Friday, September 16, 2011

Theoretical IBU's

Last night I managed to get my hands on a bottle of Mikkeller 1000 IBU IPA. It became famous upon its release in early 2010 as the most bitter beer ever made, supposedly it sports 1000 International Bittering Units, hence the name. Its unmistakably a very hoppy beer, initially leading in with some citrus and pineapple aromas and a subtle caramel malt flavour, this was followed by an almost oily texture punctured with bittering hops resulting in a long bittersweet finish that just kept expanding.

Whilst enjoying this beer, it got me thinking as the relativeness of IBU measurements in high alpha beers.

Hops play several roles in the production of beer, but in particular they are critical as a source of aroma, flavour and bitterness. More specifically the role of alpha acids associated with hop derived bitterness. These alpha acids, as they occur naturally, exhibit very poor solubility in water, which is why they must be boiled. This alpha acid component of the hop generally account for between 2% - 16% dry weight, with higher alpha hops being bred all the time. Thus, the greater the alpha acid content, the greater the amount of bitterness will add to the beer.

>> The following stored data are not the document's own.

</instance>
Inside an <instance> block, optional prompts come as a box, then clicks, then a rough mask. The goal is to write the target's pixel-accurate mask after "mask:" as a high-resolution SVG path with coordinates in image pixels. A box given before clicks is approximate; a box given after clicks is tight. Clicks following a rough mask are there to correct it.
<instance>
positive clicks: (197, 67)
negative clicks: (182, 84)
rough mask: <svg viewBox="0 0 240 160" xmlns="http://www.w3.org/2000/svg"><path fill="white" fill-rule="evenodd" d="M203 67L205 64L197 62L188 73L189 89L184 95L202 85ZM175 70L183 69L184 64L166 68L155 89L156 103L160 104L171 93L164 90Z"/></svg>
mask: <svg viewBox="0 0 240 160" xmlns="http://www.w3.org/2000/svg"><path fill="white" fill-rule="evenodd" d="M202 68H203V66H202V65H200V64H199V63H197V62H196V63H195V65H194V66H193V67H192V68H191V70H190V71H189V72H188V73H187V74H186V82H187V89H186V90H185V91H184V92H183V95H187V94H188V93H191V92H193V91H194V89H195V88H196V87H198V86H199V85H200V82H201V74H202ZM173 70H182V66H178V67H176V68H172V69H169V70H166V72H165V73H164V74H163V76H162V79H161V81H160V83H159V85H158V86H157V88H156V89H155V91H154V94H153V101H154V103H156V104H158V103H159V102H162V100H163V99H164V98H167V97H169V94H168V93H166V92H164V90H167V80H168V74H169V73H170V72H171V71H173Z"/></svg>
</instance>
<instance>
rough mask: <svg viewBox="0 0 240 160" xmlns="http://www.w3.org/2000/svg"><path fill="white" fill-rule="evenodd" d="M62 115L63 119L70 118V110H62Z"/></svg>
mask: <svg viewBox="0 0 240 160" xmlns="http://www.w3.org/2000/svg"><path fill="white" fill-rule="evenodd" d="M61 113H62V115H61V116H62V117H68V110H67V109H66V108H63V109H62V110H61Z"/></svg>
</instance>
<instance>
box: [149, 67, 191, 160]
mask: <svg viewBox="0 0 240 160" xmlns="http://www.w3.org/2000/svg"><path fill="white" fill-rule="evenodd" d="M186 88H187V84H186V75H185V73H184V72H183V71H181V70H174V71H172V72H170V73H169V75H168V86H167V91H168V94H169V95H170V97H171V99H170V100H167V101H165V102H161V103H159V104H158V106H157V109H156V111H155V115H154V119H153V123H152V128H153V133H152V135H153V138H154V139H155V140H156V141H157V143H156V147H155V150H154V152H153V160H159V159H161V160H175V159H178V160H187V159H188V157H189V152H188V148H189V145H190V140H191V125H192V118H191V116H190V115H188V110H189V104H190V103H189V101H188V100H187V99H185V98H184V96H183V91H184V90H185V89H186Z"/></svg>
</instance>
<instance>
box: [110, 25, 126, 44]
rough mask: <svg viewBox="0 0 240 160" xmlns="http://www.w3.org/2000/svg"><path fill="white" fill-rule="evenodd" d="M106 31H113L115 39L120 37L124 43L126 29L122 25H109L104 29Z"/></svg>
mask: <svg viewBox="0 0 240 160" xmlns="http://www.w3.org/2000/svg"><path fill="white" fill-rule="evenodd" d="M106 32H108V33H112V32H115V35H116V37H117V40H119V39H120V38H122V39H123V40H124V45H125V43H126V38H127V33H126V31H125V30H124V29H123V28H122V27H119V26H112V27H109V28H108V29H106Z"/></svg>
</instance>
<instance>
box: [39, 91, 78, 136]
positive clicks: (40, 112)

It is generally accepted that hop solubility in a given wort stops at around 100 – 120 IBU. As far as what we can taste, that is limited to 90 – 100 IBU. Therefore, theoretical IBU numbers are purely limited to how many hops a brewer can fit in their kettle.

A beer at 50 IBU’s with no malt depth to balance the hop bitterness might as well be poured down the sink as the acrid hop element will render the beer far to bitter. Alternatively, a 100 IBU IPA with a plethora of malt depth to the beer simply balances it out and adds a tremendous complexity, or balance.

In this current brewing world where one upmanship regularly raises its ugly head, IBU measurements are almost discountable. The responsibility of the brewer is to present the beer (including hop character) in its best possible form taking into account a variety of attributes, but most importantly drinkability and balance.

It must be balanced – period.

That’s why this Mikkeller 1000 IBU IPA succeeds, even if the name is slightly misleading.